なぜ防水シーツが必要?元介護士が伝える本人の負担を減らす理由

在宅で介護されている方へ

防水シーツは、寝具を汚れから守るための道具だと思われがちです。もちろんそれも大切な役割ですが、介護の現場で感じていたのは、防水シーツが「本人の負担を減らす」ことにもつながっているということです。

今回は、私が元介護士として感じた、防水シーツが必要な理由についてまとめます。

寝具までの汚染を防げる

防水シーツを使う一番の理由は、衣類の汚染は防げなくても、寝具までの汚染は防げることがある、という点です。衣類が汚れてしまうことは避けられなくても、その先にあるシーツやマットレスまで汚れが広がらなければ、後片付けの範囲がぐっと小さくなります。

シーツ交換のたびに移乗しなくて済む

これは、私が現場で特に大切だと感じていたことです。

寝たきりの方のシーツ交換をするとき、通常はリクライニング車椅子へ一度移乗してもらってから交換を行い、終わったらまたベッドへ戻ってもらいます。この移乗という動作自体が、本人にとって身体的な負担になります。

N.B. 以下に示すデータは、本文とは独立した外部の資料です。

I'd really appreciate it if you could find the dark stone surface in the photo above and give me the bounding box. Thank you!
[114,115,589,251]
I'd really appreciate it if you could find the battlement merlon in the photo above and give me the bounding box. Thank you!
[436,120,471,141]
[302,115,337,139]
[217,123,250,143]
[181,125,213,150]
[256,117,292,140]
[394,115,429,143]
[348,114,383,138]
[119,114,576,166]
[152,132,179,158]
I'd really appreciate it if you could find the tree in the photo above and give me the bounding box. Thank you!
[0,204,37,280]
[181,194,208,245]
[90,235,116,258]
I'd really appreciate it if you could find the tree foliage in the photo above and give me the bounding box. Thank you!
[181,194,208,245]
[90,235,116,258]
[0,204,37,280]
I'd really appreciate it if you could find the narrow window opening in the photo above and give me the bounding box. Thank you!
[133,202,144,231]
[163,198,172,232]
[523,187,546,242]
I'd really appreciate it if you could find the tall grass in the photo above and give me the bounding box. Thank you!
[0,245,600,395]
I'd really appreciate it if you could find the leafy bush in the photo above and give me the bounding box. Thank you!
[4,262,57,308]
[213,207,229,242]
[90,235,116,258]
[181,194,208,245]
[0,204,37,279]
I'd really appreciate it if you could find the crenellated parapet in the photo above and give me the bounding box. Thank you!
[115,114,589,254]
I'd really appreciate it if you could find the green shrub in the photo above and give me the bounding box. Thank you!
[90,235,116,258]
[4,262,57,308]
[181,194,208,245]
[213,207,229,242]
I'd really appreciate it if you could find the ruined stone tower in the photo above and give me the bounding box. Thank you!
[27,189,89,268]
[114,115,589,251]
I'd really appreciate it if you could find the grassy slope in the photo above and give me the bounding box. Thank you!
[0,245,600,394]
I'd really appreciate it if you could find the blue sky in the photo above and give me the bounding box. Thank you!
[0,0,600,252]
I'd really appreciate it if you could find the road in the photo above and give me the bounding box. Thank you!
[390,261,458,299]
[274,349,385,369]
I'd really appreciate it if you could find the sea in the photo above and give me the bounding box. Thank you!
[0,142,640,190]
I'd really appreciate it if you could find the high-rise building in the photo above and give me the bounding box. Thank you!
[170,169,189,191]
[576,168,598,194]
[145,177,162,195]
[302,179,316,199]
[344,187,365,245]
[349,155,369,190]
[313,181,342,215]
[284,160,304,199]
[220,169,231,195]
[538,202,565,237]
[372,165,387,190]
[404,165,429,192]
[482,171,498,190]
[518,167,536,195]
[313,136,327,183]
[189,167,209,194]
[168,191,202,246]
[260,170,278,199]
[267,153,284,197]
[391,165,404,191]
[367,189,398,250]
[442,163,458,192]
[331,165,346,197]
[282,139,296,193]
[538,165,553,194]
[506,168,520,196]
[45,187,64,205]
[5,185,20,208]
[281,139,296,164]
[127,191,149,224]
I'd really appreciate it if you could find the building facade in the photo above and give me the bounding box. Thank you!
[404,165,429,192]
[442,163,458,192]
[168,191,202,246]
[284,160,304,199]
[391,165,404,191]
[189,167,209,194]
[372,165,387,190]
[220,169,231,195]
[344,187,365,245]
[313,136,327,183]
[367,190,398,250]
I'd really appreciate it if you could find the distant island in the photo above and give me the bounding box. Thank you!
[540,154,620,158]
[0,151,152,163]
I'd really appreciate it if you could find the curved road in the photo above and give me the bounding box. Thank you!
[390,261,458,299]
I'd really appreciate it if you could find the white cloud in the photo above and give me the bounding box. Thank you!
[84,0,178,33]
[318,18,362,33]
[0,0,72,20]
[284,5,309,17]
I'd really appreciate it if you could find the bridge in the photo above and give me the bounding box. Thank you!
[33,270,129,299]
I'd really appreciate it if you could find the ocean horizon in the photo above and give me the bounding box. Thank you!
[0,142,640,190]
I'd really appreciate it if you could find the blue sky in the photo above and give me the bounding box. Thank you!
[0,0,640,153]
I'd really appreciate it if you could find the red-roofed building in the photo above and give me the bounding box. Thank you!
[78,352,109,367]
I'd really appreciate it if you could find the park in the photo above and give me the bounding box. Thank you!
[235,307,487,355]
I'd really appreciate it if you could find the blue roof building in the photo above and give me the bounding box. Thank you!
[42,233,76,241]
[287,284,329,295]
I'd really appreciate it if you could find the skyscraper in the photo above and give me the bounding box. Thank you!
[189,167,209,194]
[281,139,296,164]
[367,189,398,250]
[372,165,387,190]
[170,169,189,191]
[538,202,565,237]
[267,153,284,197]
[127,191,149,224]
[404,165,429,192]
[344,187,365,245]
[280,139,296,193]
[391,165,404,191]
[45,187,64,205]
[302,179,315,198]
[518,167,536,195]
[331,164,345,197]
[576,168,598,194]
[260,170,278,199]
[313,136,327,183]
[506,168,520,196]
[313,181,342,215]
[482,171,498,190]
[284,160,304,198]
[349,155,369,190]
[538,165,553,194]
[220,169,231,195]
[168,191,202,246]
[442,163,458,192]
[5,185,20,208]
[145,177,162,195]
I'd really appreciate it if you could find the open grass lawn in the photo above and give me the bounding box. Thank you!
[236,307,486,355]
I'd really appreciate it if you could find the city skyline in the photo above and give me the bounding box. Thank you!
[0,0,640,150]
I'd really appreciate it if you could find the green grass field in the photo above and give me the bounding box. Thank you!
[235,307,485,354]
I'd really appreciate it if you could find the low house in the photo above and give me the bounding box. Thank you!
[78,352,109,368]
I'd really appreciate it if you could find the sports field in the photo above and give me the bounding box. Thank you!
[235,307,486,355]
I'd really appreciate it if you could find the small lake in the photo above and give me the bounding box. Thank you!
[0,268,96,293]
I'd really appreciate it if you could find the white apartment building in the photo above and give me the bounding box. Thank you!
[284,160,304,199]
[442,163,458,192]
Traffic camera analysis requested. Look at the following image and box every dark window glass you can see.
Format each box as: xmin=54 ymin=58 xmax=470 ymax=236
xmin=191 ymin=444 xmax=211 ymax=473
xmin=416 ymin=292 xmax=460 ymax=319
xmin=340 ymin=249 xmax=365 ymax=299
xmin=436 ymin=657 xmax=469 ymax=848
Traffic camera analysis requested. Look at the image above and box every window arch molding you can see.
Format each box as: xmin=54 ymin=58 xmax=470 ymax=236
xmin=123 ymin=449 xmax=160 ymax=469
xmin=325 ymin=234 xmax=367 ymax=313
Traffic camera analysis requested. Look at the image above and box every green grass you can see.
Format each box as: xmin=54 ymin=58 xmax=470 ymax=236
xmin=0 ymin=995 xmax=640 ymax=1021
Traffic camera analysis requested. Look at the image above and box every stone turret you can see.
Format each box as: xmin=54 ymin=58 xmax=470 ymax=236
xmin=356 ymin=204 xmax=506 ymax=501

でも、汚れが防水シーツまでで済んでいれば、移乗をせずに、体を横に向けてもらいながら防水シーツだけを交換することができます。更衣は必要でも、移乗がない分、本人の負担はかなり軽減されます。

まとめ

防水シーツは、単に寝具を守るための道具ではありません。汚染の範囲を防水シーツまでにとどめられれば、移乗という負担の大きい動作を減らすことができ、本人にとって身体的にも楽な状態を保ちやすくなります。介護をする側にとっても、対応がしやすくなる工夫のひとつだと感じています。